Help with power series representation

[bobbarkernar]

Homework Statement

find a power series representation for the function and determine the radius of convergence.

f(t)= ln(2-t)

Homework Equations

The Attempt at a Solution

i first took the derivative of ln(2-t) which is 1/(t-2)

then i tried to write the integral 1/(t-2) in the form of a power series i got the sum for n=0 to infinity of (t/2)^n i don't know if this is write if someone can please help me

 

[courtrigrad]

If [itex] f(t) = \ln(2-t) [/tex] then write this as follows:[itex] -\ln(2-t) = \int \frac{1}{2-t} \; dt [/tex]

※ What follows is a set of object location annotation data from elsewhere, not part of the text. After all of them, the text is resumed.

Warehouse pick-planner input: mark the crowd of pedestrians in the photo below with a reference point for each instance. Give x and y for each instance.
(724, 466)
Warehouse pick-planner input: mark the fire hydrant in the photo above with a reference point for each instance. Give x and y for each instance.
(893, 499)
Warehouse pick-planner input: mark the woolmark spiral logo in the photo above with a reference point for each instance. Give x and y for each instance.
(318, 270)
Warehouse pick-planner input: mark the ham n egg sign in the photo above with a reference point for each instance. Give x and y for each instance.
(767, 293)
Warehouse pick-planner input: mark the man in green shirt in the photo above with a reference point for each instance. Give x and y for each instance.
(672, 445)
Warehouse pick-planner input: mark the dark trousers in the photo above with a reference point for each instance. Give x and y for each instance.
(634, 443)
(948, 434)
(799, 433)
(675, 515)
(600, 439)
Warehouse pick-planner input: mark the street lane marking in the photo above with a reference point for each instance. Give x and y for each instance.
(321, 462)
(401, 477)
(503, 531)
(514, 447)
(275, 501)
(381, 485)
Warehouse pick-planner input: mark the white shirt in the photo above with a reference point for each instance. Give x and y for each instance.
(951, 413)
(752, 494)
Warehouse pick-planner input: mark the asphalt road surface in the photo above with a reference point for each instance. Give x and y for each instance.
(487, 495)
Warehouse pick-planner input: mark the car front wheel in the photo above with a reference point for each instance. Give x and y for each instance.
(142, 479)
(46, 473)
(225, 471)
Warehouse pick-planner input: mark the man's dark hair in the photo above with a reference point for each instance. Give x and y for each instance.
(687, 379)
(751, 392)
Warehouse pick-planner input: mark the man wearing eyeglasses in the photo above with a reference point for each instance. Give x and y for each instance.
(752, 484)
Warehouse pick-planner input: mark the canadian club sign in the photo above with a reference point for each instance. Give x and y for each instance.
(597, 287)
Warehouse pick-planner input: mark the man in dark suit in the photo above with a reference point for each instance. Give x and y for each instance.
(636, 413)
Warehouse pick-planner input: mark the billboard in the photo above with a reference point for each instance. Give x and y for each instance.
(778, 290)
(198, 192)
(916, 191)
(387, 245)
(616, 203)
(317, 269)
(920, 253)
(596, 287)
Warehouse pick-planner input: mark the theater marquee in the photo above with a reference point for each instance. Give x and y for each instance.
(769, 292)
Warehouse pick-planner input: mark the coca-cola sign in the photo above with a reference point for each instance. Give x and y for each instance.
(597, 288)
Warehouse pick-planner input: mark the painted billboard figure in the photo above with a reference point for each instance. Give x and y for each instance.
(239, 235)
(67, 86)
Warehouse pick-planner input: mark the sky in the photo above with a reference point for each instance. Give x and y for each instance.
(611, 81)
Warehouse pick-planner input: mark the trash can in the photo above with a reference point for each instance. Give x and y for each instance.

How would you transform [itex] \frac{1}{2-t} [/tex] into a more recognizable form: i.e. $\frac{1}{1-t}$?

 

[bobbarkernar]

i would factor out a 1/2 so i would have (1/2)*1/(1-(1/2t))

 

[courtrigrad]

ok then what would you do?

 

[bobbarkernar]

i would write that as a power series:
(1/2)*the sum for n=0 to infinity of (1/2t)^n

 

[courtrigrad]

correct you have:

$$\frac{1}{2}\sum_{n=0}^{\infty} (\frac{t}{2})^{n}$$

 

[bobbarkernar]

so is that the answer??

 

[courtrigrad]

yes that is the answer.

or write it like this:

$$\sum_{n=0}^{\infty} \left(\frac{t^{n}}{2^{n+1}}\right)$$

 

[bobbarkernar]

ok thank you very much

 

[joeG215]

correct you have:

$$\frac{1}{2}\sum_{n=0}^{\infty} (\frac{t}{2})^{n}$$

I'm confused... What happens to the integral?